Which current ratings do I1, I2 and I3 have if the resistances hold R1 = 0.1 ohm, R2 = 0.02 Ohm and R3 = 0.2 Ohm?

Relevant Equations

U = IR
1/R = 1/R_1 + 1/R_2 + ....
I1 = I2 + I3

In my attempt, I tried
1) I1 = I2 + I3
Then set up these two equations based on Kirchhoff's second rule:
2) U1 = R1 (I2) + R3 (I3) and
3) U1 + U2 = R1 (I1) + R2 (I3).
From what we have
10 = 0.1* I_2 + 0.2 * I_3
22 = 0.1* I_2 + 0.02*I_3

I_3 = 50 - 0.5 I_2

That means
I_2 = 233.3 A
I_3 = -66.7A
I1 = 166.6A
My answer is completely off.

 

[phinds]

In my attempt, I tried
1) I1 = I2 + I3

That does not comport with your drawing.

 

[Nat1234123]

That does not comport with your drawing.

If I fix that part, will the rest be right then?

 

[phinds]

If I fix that part, will the rest be right then?

No. Start there and rework the problem.

 

[erpelkon]

Substitute I3=z, I2=y and I1=x.

System of equations:
z = y + x
12−0.2z−0.02x=0
−10+0.2z+0.1y=0

From second and third equation solve:
x=−10z+600
y=100−2z

Add these to the first:
z=(100−2z)+(−10z+600)
z=700/13
z~53,85

Thus I3~53,85 , I2~-7,7 and I1~61,5

Hope this helps!

 

[SammyS]

Substitute I3=z, I2=y and I1=x.

System of equations:
z = y + x
12−0.2z−0.02x=0
−10+0.2z+0.1y=0
. . .

Hope this helps!

Your second loop equation (the last equation I quoted above) is incorrect. Which direction around the loop did you use?

 

[erpelkon]

Your second loop equation (the last equation I quoted above) is incorrect. Which direction around the loop did you use?

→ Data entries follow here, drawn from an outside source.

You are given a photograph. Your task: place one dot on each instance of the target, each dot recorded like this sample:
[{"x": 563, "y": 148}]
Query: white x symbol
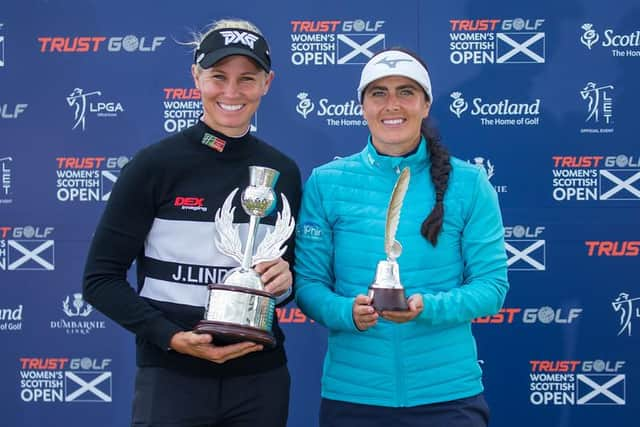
[
  {"x": 600, "y": 389},
  {"x": 27, "y": 255},
  {"x": 358, "y": 49},
  {"x": 520, "y": 48},
  {"x": 524, "y": 255},
  {"x": 88, "y": 386},
  {"x": 111, "y": 177},
  {"x": 626, "y": 184}
]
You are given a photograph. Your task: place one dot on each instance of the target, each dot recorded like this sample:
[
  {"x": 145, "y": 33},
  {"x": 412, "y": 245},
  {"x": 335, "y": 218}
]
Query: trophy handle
[
  {"x": 227, "y": 238},
  {"x": 270, "y": 247}
]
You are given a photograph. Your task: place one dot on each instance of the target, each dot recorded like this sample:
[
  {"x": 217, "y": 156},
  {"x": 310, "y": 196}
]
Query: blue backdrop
[{"x": 542, "y": 94}]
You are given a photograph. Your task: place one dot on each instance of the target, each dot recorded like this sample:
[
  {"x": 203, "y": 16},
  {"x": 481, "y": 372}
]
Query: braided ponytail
[{"x": 440, "y": 169}]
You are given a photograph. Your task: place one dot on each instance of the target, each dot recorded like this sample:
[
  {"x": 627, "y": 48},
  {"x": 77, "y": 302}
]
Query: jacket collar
[{"x": 417, "y": 161}]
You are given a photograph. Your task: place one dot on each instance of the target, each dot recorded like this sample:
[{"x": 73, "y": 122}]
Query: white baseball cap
[{"x": 394, "y": 63}]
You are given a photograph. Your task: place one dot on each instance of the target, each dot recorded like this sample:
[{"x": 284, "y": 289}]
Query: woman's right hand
[
  {"x": 364, "y": 315},
  {"x": 201, "y": 346}
]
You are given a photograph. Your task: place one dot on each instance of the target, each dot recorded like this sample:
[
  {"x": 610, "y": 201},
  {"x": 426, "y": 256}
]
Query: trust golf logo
[
  {"x": 589, "y": 37},
  {"x": 305, "y": 105},
  {"x": 458, "y": 105}
]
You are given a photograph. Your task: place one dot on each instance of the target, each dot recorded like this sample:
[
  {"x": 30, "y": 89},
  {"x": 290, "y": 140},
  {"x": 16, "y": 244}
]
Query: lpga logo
[
  {"x": 305, "y": 106},
  {"x": 78, "y": 99},
  {"x": 590, "y": 37},
  {"x": 459, "y": 105},
  {"x": 625, "y": 306}
]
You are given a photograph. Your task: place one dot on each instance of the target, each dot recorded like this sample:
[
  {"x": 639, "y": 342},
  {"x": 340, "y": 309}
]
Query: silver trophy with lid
[
  {"x": 386, "y": 291},
  {"x": 239, "y": 309}
]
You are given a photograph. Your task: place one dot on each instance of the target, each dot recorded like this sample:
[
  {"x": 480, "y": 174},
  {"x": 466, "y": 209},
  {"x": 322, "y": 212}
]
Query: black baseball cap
[{"x": 219, "y": 44}]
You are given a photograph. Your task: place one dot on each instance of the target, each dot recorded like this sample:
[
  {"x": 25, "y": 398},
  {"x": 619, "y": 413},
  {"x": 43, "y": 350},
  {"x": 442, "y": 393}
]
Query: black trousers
[
  {"x": 468, "y": 412},
  {"x": 167, "y": 398}
]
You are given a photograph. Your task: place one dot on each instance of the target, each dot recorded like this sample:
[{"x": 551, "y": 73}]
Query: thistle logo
[
  {"x": 628, "y": 309},
  {"x": 233, "y": 37},
  {"x": 82, "y": 309},
  {"x": 459, "y": 105},
  {"x": 305, "y": 106},
  {"x": 488, "y": 168},
  {"x": 590, "y": 37}
]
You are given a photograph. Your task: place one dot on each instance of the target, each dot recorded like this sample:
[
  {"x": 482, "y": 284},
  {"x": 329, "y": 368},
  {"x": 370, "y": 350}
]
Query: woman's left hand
[
  {"x": 275, "y": 275},
  {"x": 415, "y": 308}
]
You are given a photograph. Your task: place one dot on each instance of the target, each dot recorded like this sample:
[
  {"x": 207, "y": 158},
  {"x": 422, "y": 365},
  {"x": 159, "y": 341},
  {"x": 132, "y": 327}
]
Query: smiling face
[
  {"x": 394, "y": 108},
  {"x": 231, "y": 91}
]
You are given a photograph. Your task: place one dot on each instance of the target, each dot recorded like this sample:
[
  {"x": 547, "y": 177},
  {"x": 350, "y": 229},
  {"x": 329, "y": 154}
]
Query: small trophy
[
  {"x": 240, "y": 309},
  {"x": 386, "y": 291}
]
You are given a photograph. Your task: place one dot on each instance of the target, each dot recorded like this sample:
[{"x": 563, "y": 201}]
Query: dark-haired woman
[{"x": 417, "y": 367}]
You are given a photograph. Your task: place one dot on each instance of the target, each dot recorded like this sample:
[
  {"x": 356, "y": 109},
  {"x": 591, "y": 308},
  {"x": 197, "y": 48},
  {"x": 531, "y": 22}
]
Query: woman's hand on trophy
[
  {"x": 201, "y": 346},
  {"x": 364, "y": 315},
  {"x": 275, "y": 275},
  {"x": 416, "y": 305}
]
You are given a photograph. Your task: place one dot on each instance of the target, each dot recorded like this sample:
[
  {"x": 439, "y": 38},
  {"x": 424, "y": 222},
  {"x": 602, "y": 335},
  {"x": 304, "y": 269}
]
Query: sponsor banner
[
  {"x": 340, "y": 113},
  {"x": 628, "y": 307},
  {"x": 611, "y": 248},
  {"x": 46, "y": 380},
  {"x": 87, "y": 44},
  {"x": 11, "y": 318},
  {"x": 526, "y": 251},
  {"x": 182, "y": 107},
  {"x": 490, "y": 170},
  {"x": 497, "y": 41},
  {"x": 27, "y": 248},
  {"x": 596, "y": 178},
  {"x": 12, "y": 111},
  {"x": 496, "y": 112},
  {"x": 537, "y": 315},
  {"x": 621, "y": 43},
  {"x": 335, "y": 42},
  {"x": 2, "y": 41},
  {"x": 577, "y": 382},
  {"x": 87, "y": 179}
]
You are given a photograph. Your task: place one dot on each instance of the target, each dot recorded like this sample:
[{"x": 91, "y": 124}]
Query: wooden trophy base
[
  {"x": 388, "y": 299},
  {"x": 228, "y": 333}
]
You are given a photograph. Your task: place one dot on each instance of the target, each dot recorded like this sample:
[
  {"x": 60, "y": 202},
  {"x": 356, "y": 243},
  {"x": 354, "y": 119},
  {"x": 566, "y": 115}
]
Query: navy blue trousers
[
  {"x": 167, "y": 398},
  {"x": 468, "y": 412}
]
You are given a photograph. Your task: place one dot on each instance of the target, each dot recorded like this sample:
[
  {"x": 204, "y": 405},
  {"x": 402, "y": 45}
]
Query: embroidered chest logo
[
  {"x": 214, "y": 142},
  {"x": 191, "y": 203}
]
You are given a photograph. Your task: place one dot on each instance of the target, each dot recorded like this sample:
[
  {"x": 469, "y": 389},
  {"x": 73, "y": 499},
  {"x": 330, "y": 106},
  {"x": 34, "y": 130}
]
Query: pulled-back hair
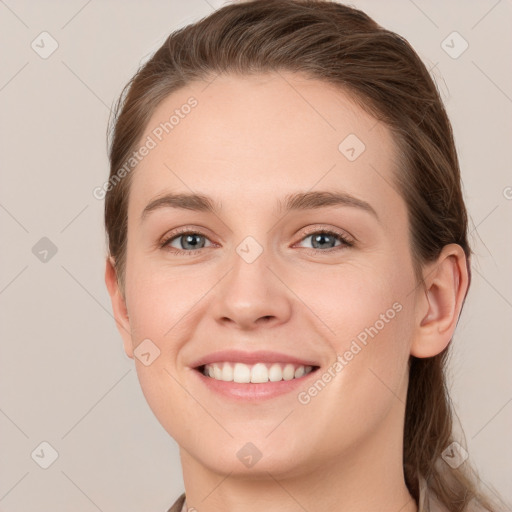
[{"x": 380, "y": 71}]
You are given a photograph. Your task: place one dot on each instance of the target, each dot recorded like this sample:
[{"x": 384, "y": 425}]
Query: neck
[{"x": 367, "y": 477}]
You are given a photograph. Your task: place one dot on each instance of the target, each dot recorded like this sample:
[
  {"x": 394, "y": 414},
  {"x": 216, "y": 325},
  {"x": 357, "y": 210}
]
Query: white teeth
[
  {"x": 257, "y": 373},
  {"x": 227, "y": 372},
  {"x": 275, "y": 373}
]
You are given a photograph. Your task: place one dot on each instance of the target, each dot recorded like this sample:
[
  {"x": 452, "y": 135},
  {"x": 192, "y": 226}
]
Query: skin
[{"x": 248, "y": 143}]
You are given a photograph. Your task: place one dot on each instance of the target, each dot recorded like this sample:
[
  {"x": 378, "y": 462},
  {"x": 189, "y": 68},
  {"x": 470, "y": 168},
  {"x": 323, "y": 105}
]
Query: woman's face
[{"x": 259, "y": 274}]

How come? Clockwise, i.e. U2 is positive direction and U1 is negative direction.

 

[SammyS]

How come? Clockwise, i.e. U2 is positive direction and U1 is negative direction.

Previously I quoted the following from your Post #5.

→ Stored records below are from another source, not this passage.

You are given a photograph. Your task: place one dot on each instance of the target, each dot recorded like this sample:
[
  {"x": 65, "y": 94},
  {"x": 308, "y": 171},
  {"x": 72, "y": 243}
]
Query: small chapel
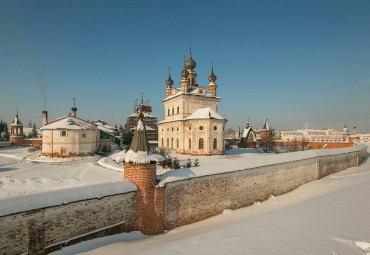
[{"x": 192, "y": 124}]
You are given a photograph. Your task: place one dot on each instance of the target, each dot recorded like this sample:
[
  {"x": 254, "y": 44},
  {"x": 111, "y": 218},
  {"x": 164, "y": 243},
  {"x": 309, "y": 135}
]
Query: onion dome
[
  {"x": 169, "y": 81},
  {"x": 16, "y": 120},
  {"x": 190, "y": 63},
  {"x": 184, "y": 73},
  {"x": 212, "y": 77}
]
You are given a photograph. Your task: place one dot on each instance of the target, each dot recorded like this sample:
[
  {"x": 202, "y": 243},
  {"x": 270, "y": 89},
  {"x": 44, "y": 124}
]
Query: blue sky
[{"x": 298, "y": 63}]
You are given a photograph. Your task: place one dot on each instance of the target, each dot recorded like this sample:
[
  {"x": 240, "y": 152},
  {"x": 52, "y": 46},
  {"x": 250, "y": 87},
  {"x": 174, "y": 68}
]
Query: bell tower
[
  {"x": 212, "y": 85},
  {"x": 16, "y": 132},
  {"x": 190, "y": 64}
]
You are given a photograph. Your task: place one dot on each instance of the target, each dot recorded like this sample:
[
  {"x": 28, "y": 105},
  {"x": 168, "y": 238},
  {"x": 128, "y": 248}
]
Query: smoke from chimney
[{"x": 44, "y": 118}]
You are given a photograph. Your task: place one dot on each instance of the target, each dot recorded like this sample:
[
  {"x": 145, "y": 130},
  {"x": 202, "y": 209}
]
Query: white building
[{"x": 192, "y": 124}]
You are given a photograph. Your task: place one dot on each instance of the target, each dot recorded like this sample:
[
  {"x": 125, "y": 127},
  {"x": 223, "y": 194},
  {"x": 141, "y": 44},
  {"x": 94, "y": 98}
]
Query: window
[{"x": 201, "y": 143}]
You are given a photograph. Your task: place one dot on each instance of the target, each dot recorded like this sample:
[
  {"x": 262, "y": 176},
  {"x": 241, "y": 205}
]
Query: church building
[{"x": 192, "y": 124}]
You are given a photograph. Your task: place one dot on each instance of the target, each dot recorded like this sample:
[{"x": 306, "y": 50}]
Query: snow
[
  {"x": 327, "y": 216},
  {"x": 140, "y": 126},
  {"x": 65, "y": 196},
  {"x": 239, "y": 159},
  {"x": 68, "y": 123},
  {"x": 23, "y": 173},
  {"x": 140, "y": 157},
  {"x": 205, "y": 113},
  {"x": 64, "y": 242}
]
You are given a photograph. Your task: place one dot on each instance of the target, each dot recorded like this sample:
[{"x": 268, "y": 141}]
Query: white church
[{"x": 192, "y": 124}]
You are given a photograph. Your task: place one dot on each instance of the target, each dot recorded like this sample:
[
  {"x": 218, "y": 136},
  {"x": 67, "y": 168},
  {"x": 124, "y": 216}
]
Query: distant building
[
  {"x": 16, "y": 132},
  {"x": 192, "y": 124},
  {"x": 248, "y": 138},
  {"x": 149, "y": 120},
  {"x": 70, "y": 136}
]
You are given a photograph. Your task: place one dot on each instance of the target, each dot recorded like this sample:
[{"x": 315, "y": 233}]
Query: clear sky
[{"x": 301, "y": 64}]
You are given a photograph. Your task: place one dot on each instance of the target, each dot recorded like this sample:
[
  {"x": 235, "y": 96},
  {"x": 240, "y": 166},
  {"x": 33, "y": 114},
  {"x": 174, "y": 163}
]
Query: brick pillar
[
  {"x": 353, "y": 138},
  {"x": 150, "y": 219},
  {"x": 36, "y": 233}
]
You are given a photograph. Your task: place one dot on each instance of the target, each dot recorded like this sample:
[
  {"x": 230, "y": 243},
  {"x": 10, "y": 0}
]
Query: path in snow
[{"x": 327, "y": 216}]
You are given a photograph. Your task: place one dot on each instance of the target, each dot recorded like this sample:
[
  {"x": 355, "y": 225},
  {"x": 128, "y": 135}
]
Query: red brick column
[{"x": 150, "y": 200}]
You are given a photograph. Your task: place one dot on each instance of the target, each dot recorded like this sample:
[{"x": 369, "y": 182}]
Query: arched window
[{"x": 201, "y": 143}]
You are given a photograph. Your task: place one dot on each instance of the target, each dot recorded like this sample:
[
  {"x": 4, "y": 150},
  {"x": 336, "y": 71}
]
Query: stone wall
[
  {"x": 195, "y": 199},
  {"x": 151, "y": 209},
  {"x": 44, "y": 230},
  {"x": 5, "y": 144}
]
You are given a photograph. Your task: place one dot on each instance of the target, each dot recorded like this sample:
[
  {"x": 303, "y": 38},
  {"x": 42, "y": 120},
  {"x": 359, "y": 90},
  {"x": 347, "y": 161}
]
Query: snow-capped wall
[
  {"x": 191, "y": 199},
  {"x": 37, "y": 224},
  {"x": 43, "y": 222}
]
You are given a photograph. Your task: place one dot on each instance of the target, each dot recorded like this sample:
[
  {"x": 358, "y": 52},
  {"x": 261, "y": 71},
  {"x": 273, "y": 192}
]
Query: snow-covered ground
[
  {"x": 23, "y": 172},
  {"x": 327, "y": 216}
]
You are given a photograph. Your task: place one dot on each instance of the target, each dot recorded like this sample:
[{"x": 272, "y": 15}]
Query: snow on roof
[
  {"x": 140, "y": 125},
  {"x": 27, "y": 130},
  {"x": 205, "y": 113},
  {"x": 146, "y": 115},
  {"x": 140, "y": 157},
  {"x": 193, "y": 94},
  {"x": 68, "y": 122},
  {"x": 64, "y": 196}
]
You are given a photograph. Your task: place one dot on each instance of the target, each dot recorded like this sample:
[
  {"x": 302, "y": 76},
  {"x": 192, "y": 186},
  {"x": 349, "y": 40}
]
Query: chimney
[{"x": 44, "y": 118}]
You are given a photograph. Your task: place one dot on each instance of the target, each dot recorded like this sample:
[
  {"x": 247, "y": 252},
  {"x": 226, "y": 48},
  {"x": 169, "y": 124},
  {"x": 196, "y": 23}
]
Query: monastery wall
[
  {"x": 39, "y": 230},
  {"x": 195, "y": 199},
  {"x": 47, "y": 229}
]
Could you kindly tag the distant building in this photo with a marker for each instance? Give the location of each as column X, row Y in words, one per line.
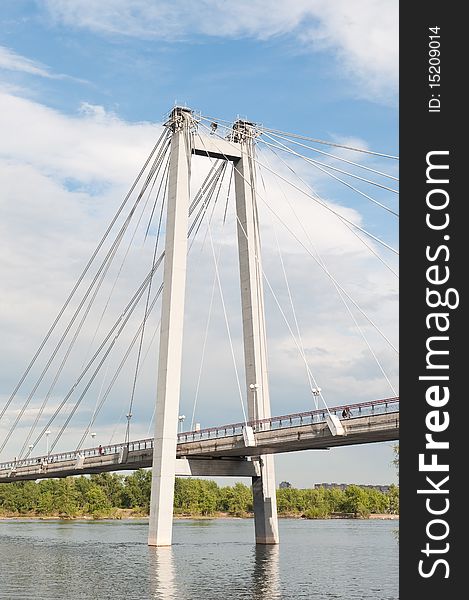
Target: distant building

Substitute I3=z, I2=y and I1=x.

System of equations:
z = y + x
12−0.2z−0.02x=0
−10+0.2z+0.1y=0

The loop equation I referred to is:
$\displaystyle \quad −10+0.2z+0.1y=0 \$.

You are correct in that going clockwise around the outer loop the voltage contribution from $U_1$ is $-\,10$ volts. However, the clockwise direction around this loop is also consistent with the given choice of current direction for both $I_2$ and $I_3$, so both give voltage drops (negative) across their respective resistors. In other words that loop equation should be:

$\displaystyle \quad -U_1-I_3 R_3 - I_2 R_1 = 0$ .Your other equations are correct.

 

[erpelkon]

View attachment 337612
Previously I quoted the following from your Post #5.

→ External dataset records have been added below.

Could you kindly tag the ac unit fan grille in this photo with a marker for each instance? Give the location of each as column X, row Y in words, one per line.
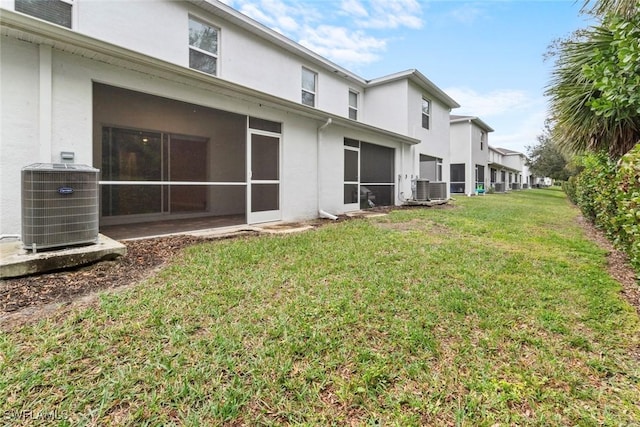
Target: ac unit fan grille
column 59, row 205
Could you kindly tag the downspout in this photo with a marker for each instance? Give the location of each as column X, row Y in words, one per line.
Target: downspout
column 472, row 168
column 322, row 213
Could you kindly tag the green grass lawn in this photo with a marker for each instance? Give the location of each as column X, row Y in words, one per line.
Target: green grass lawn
column 497, row 310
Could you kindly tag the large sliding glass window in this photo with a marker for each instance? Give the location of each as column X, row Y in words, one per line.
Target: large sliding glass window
column 457, row 178
column 368, row 174
column 140, row 160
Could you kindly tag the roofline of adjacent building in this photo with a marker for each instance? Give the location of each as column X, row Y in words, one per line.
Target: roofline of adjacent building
column 33, row 30
column 474, row 119
column 506, row 152
column 421, row 80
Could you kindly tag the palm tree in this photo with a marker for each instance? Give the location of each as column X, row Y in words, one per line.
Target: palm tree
column 625, row 8
column 584, row 99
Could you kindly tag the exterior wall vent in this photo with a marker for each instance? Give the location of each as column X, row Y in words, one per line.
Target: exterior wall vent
column 422, row 189
column 59, row 205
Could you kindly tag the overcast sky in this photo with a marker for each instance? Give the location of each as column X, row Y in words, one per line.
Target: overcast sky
column 487, row 55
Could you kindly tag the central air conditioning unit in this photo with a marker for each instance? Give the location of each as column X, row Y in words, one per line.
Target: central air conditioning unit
column 59, row 205
column 422, row 189
column 437, row 190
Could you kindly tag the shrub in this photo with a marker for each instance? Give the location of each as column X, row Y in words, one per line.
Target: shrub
column 608, row 194
column 627, row 197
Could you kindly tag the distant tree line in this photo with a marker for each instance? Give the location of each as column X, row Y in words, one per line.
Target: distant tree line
column 592, row 137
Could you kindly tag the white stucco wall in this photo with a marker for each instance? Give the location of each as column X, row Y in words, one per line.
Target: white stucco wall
column 72, row 126
column 387, row 106
column 466, row 148
column 19, row 125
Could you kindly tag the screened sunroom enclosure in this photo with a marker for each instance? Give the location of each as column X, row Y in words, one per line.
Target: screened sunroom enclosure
column 163, row 159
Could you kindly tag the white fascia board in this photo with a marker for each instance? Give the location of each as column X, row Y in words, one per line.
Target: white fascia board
column 32, row 30
column 464, row 119
column 231, row 15
column 421, row 80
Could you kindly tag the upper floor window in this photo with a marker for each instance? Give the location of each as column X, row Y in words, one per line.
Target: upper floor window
column 353, row 105
column 426, row 112
column 203, row 46
column 55, row 11
column 309, row 83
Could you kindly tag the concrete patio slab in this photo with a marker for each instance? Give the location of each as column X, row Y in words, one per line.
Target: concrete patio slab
column 15, row 261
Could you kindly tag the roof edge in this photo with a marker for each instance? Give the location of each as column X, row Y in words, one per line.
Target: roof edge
column 418, row 78
column 474, row 119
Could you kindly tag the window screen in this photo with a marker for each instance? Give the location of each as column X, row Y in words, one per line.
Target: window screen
column 55, row 11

The loop equation I referred to is:
$\displaystyle \quad −10+0.2z+0.1y=0 \$.

You are correct in that going clockwise around the outer loop the voltage contribution from $U_1$ is $-\,10$ volts. However, the clockwise direction around this loop is also consistent with the given choice of current direction for both $I_2$ and $I_3$, so both give voltage drops (negative) across their respective resistors. In other words that loop equation should be:

$\displaystyle \quad -U_1-I_3 R_3 - I_2 R_1 = 0$ .Your other equations are correct.

So basically higher voltage U2 is "charging" lower voltage U1 since given the orientation of U1 the current is reversed! Agreed!

 

[SammyS]

So basically higher voltage U2 is "charging" lower voltage U1 since given the orientation of U1 the current is reversed! Agreed!

I wouldn't put it that way, because you will find out that $I_2$ (which you relabeled as y) is negative, so the current flows through $U_1$ from the negative terminal to the positive terminal, opposite the direction chosen for $I_2$ in your drawing.

 

[erpelkon]

I wouldn't put it that way, because you will find out that $I_2$ (which you relabeled as y) is negative, so the current flows through $U_1$ from the negative terminal to the positive terminal, opposite the direction chosen for $I_2$ in your drawing.

But after calculus one will find out I1 to be the largest and not I3, thus U1 has to be a load and not a source?